II - Perante a não aprovação, é deferido ao juiz o conhecimento da sua existência quando a questão puder ser resolvida com segurança pelo exame dos documentos apresentados ou, na impossibilidade de decisão, a remessa dos interessados para os meios comuns.
Reclamações:
Decisão Texto Integral: Acórdão proferido no Processo n.º 744/07.6TMPRT-D.P1
5.ª Secção (3.ª Cível) do Tribunal da Relação do Porto

Sumário (artigo 713.º, n.º 7, do Código de Processo Civil):
I- Em processo de inventário em consequência de divórcio e perante as disposições conjugadas dos artigos 1404.º e 1353.º e seguintes do Código de Processo Civil, cabe à conferência de interessados deliberar sobre a aprovação do passivo, onde se inclui a compensação de valor pago por um dos interessados para além do que lhe competia, relativamente a dívida da responsabilidade de ambos.

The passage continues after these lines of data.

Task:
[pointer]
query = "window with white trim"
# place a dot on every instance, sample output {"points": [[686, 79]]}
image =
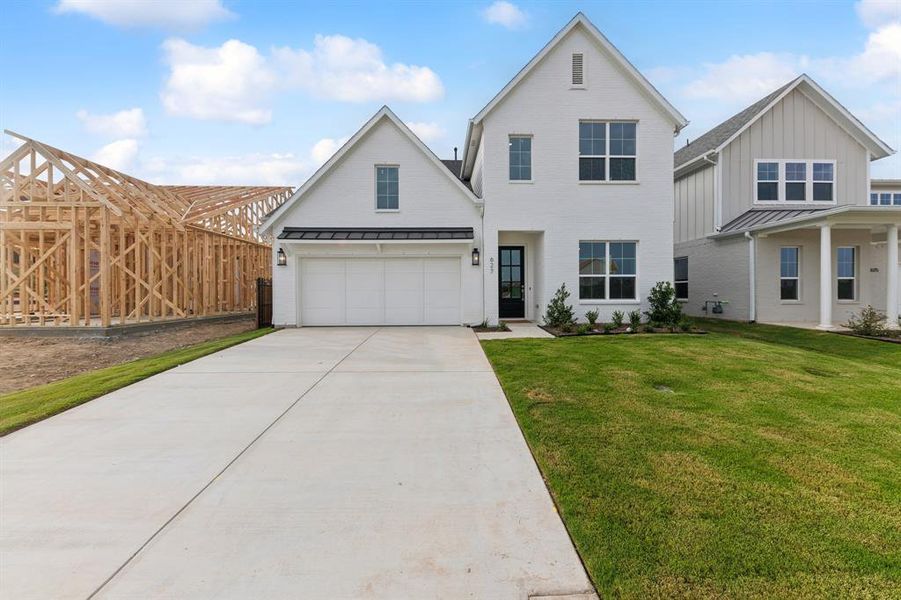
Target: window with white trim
{"points": [[387, 192], [680, 277], [790, 273], [520, 158], [794, 181], [846, 273], [608, 151], [608, 270], [892, 198]]}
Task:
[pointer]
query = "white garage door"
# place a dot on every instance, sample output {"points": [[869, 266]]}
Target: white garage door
{"points": [[380, 291]]}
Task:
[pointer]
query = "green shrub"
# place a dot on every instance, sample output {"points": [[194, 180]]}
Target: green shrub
{"points": [[635, 320], [559, 313], [868, 322], [665, 310], [618, 318]]}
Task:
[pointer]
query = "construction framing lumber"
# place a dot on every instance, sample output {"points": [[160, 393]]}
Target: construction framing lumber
{"points": [[82, 244]]}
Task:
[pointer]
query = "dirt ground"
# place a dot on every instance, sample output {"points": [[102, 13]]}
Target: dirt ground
{"points": [[27, 362]]}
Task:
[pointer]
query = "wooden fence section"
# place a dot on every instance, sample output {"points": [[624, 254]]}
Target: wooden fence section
{"points": [[82, 244]]}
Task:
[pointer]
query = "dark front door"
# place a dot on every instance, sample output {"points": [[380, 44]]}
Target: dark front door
{"points": [[512, 289]]}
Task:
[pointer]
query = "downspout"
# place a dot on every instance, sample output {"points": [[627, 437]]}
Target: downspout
{"points": [[752, 276]]}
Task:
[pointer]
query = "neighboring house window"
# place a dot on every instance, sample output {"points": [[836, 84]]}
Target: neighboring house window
{"points": [[796, 182], [607, 270], [578, 72], [789, 273], [601, 141], [520, 158], [386, 188], [680, 268], [767, 181], [823, 174], [847, 273]]}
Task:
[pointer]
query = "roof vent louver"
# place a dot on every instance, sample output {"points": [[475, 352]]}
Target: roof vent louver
{"points": [[578, 69]]}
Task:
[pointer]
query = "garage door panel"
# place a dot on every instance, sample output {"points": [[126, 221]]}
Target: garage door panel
{"points": [[403, 291], [442, 291], [322, 288], [364, 291], [377, 291]]}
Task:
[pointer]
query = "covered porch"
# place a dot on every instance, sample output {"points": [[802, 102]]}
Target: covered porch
{"points": [[823, 267]]}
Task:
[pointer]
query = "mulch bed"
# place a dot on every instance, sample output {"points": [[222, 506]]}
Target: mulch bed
{"points": [[623, 330]]}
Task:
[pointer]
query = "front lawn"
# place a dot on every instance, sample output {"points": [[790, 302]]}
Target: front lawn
{"points": [[752, 462], [18, 409]]}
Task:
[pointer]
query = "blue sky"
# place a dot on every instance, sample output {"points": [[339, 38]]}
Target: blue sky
{"points": [[240, 91]]}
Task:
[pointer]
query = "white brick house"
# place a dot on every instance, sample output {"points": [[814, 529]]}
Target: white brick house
{"points": [[566, 177]]}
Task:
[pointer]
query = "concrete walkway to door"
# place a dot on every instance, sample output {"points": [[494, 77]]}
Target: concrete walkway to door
{"points": [[310, 463]]}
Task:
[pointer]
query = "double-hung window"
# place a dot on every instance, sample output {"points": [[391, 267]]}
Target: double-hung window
{"points": [[608, 151], [846, 270], [607, 270], [790, 273], [520, 158], [387, 192], [680, 271], [808, 181]]}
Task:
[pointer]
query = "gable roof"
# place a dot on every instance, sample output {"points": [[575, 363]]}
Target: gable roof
{"points": [[720, 136], [580, 20], [382, 114]]}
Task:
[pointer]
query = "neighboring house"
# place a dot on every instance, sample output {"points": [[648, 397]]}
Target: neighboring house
{"points": [[566, 177], [774, 214]]}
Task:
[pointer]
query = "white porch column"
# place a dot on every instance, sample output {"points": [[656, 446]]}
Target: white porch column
{"points": [[891, 300], [825, 276]]}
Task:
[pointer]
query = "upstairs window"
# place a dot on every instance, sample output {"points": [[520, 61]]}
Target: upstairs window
{"points": [[823, 174], [578, 71], [387, 192], [520, 158], [680, 269], [608, 151], [794, 181]]}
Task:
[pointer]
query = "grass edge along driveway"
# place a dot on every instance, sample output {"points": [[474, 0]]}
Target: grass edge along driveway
{"points": [[24, 407], [752, 462]]}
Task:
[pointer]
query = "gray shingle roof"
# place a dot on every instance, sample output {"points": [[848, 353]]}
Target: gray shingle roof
{"points": [[376, 233], [765, 216], [722, 132]]}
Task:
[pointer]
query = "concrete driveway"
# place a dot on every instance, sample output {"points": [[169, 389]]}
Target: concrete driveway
{"points": [[310, 463]]}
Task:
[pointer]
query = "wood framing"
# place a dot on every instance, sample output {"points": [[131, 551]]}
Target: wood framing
{"points": [[83, 244]]}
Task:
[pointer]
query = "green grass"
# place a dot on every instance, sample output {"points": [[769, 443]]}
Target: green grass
{"points": [[752, 462], [18, 409]]}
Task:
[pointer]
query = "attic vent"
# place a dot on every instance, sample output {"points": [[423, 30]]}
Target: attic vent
{"points": [[578, 69]]}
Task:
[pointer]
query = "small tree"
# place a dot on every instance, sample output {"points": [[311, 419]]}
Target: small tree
{"points": [[869, 322], [665, 310], [559, 313]]}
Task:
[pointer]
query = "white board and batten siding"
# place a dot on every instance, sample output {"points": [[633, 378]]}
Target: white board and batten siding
{"points": [[389, 283]]}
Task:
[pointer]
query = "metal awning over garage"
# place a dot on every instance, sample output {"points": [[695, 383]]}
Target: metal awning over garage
{"points": [[377, 234]]}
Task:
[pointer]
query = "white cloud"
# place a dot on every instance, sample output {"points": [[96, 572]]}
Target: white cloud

II- Perante a não aprovação, é deferido ao juiz o conhecimento da sua existência quando a questão puder ser resolvida com segurança pelo exame dos documentos apresentados ou, na impossibilidade de decisão, a remessa dos interessados para os meios comuns.


Acordam no Tribunal da Relação do Porto:
I)
Relatório
1. No 1.º Juízo de Família e Menores do Porto corre termos o processo de inventário, com o n.º 744/07.6TMPRT-C, em que são interessados B… e C…, ambos melhor identificados nos autos, por apenso à respectiva acção de divórcio.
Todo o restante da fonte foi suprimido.